About four years ago, Sheila Crider had an experience that changed her life forever. More than anything, she disliked driving on snow-covered or icy roads. But she saw nothing threatening about the weather on a cold, winter day in January when she left her Fenton home to go to a Bible study. “I was driving on U.S. 23 and hit a patch of black ice,” she recalls, and after losing control of the vehicle, she crashed head-on into a tree. Her injuries included major damage to her pelvis and sacrum. “The doctors at Beaumont Hospital put me back together,” Sheila remembers, with tears in her eyes. She had always been active and strong, but nothing could have prepared her for the physical pain she endured. “I was a runner and a weightlifter. It was extremely humbling to have to use a walker.”
For Sheila, healing took months – and a lot of physical therapy. Her husband, Doug, took care of everything for her through the long process. Her friends brought them dinners and she received stacks of cards from co-workers and church friends who all wanted to help her recover. But she was having a very difficult time regaining her physical health.
She finally found something that helped her reclaim her strength – yoga – suggested by her son, Blake, who had come home to help her out. Her other sons, Brock and Coleman, lived in California at the time. At Blake’s suggestion, she purchased a yoga video and loved it. Gradually, she started to bend her body and move a little easier. “I began to feel a physical change,” she remembers. “Yoga made my body stronger. It is a spiritual practice and it got me in my soul. I knew it was a very powerful thing.”
Soon, her health made a complete turnaround. Sheila shared that before the accident, she didn’t know how to walk in peace, joy and contentment. She became focused on the words, “All things work together for good, for those who love the Lord.” These powerful words changed her mentally, while yoga helped her physically. “Everything changed,” she says. “God put this experience in my life for a reason. Every aspect of the accident was a learning opportunity and I had no bitter feelings or anger toward God.”
This life-changing experience lead the strong woman in a new direction. Sheila was a nail technician for years, had her own salon when the family lived in Arizona, and she enjoyed her vocation very much. She discovered that people didn’t come to see her to just have their nails done. “They came to talk,” she remembers. “We all need interaction.” She had always been a Christian with strong faith, but through the practice of yoga, Sheila discovered a connection with herself and with God. “Yoga brought me to Christ,” she says. “We get connected with our breath, our hearts open up, and we can listen to the Lord.”
It was at this point that Sheila decided to become a yoga instructor. She gave up her nail business and prayed for God to let her know she was doing the right thing. She went to yoga school for six months, initially started teaching at a gym in Fenton and then moved the classes to Vision in Motion Dance Studio. “I didn’t know anything at first,” she admits. “I taught from the heart and learned along with my students.” But what she really wanted to do was open her own studio.
Her dream became a reality in October 2015 when she opened Divine Yoga Studio in Fenton.

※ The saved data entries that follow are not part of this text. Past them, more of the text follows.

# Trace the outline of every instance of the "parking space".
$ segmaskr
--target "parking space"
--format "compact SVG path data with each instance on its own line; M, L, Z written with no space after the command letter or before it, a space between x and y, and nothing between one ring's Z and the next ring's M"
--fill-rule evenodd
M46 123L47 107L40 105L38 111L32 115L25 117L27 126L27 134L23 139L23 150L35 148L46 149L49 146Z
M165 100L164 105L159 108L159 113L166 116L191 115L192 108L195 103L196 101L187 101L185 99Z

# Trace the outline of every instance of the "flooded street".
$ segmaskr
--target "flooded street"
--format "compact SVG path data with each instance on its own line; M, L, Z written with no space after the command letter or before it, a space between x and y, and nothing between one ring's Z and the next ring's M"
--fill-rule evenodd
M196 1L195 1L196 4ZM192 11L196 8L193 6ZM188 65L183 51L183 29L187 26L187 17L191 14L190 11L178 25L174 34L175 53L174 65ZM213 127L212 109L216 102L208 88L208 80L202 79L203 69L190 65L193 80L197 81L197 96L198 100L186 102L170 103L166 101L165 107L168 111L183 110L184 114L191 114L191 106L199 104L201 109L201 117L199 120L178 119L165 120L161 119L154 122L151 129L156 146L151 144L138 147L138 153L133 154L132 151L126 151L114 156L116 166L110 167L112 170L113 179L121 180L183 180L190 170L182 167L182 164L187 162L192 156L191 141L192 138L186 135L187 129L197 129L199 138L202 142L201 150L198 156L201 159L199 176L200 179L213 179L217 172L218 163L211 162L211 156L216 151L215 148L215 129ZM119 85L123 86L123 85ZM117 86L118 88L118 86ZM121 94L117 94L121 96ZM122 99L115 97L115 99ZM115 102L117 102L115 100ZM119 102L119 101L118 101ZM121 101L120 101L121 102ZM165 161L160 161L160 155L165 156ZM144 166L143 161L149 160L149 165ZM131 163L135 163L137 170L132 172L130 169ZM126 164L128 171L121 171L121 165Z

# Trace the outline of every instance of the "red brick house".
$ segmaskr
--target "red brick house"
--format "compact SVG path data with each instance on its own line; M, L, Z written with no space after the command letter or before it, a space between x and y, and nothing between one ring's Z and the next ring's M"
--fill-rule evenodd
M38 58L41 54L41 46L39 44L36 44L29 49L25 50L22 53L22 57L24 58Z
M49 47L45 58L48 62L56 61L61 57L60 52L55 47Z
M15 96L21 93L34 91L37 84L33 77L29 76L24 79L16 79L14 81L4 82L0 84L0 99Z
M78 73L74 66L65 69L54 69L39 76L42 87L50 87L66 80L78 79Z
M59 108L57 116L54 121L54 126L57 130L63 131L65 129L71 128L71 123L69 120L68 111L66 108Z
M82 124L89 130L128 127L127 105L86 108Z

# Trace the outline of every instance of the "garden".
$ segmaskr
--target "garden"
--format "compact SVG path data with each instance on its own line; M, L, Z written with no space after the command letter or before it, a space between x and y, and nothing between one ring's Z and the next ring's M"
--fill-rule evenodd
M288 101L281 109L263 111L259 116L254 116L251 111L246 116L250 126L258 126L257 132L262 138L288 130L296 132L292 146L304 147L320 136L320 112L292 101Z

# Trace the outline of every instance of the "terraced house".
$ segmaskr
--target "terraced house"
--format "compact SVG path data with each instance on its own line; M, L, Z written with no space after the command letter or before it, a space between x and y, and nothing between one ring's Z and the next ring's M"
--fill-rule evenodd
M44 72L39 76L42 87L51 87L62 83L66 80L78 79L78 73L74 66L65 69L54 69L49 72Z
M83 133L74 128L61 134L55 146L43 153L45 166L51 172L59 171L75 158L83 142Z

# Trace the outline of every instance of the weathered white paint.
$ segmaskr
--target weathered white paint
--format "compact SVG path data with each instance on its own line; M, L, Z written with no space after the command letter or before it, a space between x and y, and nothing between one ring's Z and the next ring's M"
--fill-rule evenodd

She felt a calling to teach yoga in partnership with God, intermingling scripture from the Bible throughout her classes. “I feel I was guided to teach this way; it’s my ministry,” Sheila shares. “Everything I say in the yoga room is a suggestion. Every class has a subject, a life lesson. We connect everything we teach with scripture.”
At Divine Yoga, no membership is required and payment for classes is donation-based. “I knew that I didn’t want to charge people for classes,” Sheila says. “Yoga can be very expensive, but it was life-changing for me and I wanted everyone to be able to experience it. It’s not just for rich people.” So far, the donations have been pouring in. “People have donated and are still donating – enough to keep the lights on. We have no debt,” she smiles.
Sheila gives back to the community by teaching yoga to young people who attend inner city Flint schools, which has been very successful. She tells the kids to listen to their breath and let go of any angry feelings they may have. She surprised some pre-schoolers by giving each of them their own yoga mat. There is also a free teen class at Divine Yoga, which she started to help kids after a Fenton teen lost her life on the railroad tracks. Her studio business has continued to grow. The staff includes a massage therapist and several instructors: Ginger, Chelsea, Laura, Lou, Erica, Kathy, Sherry and Dorothy, who all teach faith-based yoga.
Despite what it took to get where she is today, Sheila – the Yoga Preacher, as she is often called – believes she is exactly where she is supposed to be and is doing exactly what she’s supposed to do. “I feel that God placed me in the best community it the world,” she says. “Love thy neighbor. That’s what this place is all about.”